Do you think that the white family you eventually found would have preferred not to know about your branch of the family?

It’s a very good question. Rita’s grandfather was my great-great-grandfather, a white Englishman who immigrated to America in search of a dream like so many immigrants, and he left, as many white men have done in this country, a dual racial lineage. Her family did know that he’d had this relationship before he married a white woman, but they always thought that it had been with an Indian woman. That was the way their father wanted that relationship to be remembered, if it was going to be remembered at all, because where they came from, an Indian was considered higher on the yardstick of humanity than a black person.
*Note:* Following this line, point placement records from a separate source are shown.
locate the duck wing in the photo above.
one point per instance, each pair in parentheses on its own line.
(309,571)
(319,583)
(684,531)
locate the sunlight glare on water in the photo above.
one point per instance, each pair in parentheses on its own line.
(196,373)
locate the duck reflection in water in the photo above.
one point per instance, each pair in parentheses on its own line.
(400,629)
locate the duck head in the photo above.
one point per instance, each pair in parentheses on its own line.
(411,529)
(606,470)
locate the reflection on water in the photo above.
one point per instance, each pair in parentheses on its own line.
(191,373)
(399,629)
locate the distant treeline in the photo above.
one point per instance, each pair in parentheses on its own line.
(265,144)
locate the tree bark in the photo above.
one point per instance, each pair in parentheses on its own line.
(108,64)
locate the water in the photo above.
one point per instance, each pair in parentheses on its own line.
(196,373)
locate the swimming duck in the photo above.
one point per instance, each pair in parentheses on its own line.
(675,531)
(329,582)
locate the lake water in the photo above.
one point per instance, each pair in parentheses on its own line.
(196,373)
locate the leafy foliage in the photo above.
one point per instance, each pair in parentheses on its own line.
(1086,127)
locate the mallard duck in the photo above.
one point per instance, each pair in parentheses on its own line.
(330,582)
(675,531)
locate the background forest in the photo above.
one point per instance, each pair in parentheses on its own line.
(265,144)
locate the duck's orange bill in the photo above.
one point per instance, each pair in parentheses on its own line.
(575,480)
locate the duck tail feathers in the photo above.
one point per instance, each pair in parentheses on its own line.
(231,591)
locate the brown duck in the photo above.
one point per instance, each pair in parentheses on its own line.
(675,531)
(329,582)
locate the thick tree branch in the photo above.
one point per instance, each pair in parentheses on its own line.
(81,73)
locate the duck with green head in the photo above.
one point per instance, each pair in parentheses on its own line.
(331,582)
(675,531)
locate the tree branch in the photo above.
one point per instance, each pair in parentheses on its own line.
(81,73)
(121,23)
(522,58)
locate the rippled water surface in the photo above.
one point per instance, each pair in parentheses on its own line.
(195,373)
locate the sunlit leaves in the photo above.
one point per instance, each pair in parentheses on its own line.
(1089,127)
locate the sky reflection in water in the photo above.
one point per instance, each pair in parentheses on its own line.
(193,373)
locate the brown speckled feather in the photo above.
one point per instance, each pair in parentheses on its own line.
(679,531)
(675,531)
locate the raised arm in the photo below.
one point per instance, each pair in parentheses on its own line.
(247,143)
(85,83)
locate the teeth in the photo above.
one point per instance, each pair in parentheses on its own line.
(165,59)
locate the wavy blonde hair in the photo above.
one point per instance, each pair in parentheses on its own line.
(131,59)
But their memory of this person was always kind of vague. I think in Rita’s case, she was profoundly thankful that I made this connection, because, as the book points out, she was going through a very difficult time when I first made that call. My contacting her in that way made her profoundly happy, because she was learning something new.

What about you? How has it changed you to know for sure that you have white cousins?
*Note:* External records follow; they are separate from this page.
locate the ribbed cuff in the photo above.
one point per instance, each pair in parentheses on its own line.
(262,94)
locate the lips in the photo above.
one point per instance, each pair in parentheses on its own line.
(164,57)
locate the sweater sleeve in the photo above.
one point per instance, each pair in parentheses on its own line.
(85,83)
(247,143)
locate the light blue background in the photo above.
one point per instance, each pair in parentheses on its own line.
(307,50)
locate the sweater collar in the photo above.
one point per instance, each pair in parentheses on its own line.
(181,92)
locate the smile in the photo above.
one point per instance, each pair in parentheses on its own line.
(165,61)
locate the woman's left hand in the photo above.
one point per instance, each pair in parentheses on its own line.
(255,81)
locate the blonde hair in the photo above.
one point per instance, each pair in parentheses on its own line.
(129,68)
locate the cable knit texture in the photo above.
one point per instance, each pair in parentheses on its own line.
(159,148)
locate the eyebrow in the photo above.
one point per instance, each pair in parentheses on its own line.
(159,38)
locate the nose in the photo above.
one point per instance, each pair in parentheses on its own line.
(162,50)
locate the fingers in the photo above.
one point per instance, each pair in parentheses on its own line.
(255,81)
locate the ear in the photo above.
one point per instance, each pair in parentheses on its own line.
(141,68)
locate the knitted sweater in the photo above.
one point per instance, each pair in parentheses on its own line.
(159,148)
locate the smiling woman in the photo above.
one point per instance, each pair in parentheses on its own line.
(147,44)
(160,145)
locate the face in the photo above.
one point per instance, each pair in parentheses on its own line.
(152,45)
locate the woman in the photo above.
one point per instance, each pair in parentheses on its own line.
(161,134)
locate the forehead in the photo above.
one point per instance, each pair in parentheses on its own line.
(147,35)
Ultimately, there were three lessons for me in finding them. One was my appreciation and recognition of the value of journalism as a calling, because it was through the skills I had acquired that I was able to solve these mysteries. Second, I became much more proud of my parents’ generation and the strides they made in American society, and their professional class in particular, in fields like medicine and law. It’s their story that I tell in this book.

Last, and perhaps most important, is the lesson I learned about irony and surprise in life. Despite the stereotypes of race in this country, readers of the book learn about a black family that overcame hurdles to achieve success all over the country, while they meet a white family that was living atop the splendor of white supremacy in the 19th century before suffering a terrible fall. This was the kind of story that stereotypes about race cannot tell. The ultimate irony, for me, was that in looking for traces of my white ancestry, I came away with a much deeper sense of pride in my African-American heritage.

You call your college years “dismal.” What were some of the low and high points?

After my sophomore year, I was kind of aimless, even though I had succeeded academically. I was disappointed with the architecture program, so I took a year off from school and worked on the waterfront in Seattle. I managed to get on a trip to China with a group of writers and artists. This was 1975, only a few years after Nixon first visited, so it was still a profoundly closed society. It was a wonderful experience — it was my first time out of the country, we traveled to all these places, and I kept a journal. I came back and wrote an article for the newspaper in Seattle. It was published — my first byline. So when I went back to Princeton, I declared my major as political science and went to see if I could go back to China through Princeton-in-Asia. A man there looked at me and noted that I was a black person. He said they had never had a black person in the program, and he wanted me to rethink it, because it could cause problems with the host family in Asia. My way of dealing with racism from the time I was a little kid was to swallow it and move on to something else. But it was still a very painful, embittering experience that I’ve remembered to this day.

Next to me in the yearbook you’ll see no photograph and no list of activities. I was profoundly intimidated by the culture. This was a new age of integration at Princeton, and as a black person, I didn’t feel particularly welcome. I think there were other black people of that time who would tell you the same thing — that we were there as kind of an afterthought. So when people ask me what class did I belong to, I say, “I was part of the invisible class.”

But the reason I was there was to get as much as I could out of the university, and that meant academic learning. There were individuals at the university who were helpful to me in a way that had a lasting effect on my life. But on the whole, as I say in the book, one of my memories was my alone-ness.

Louis Jacobson ’92 is a staff correspondent with National Journal magazine.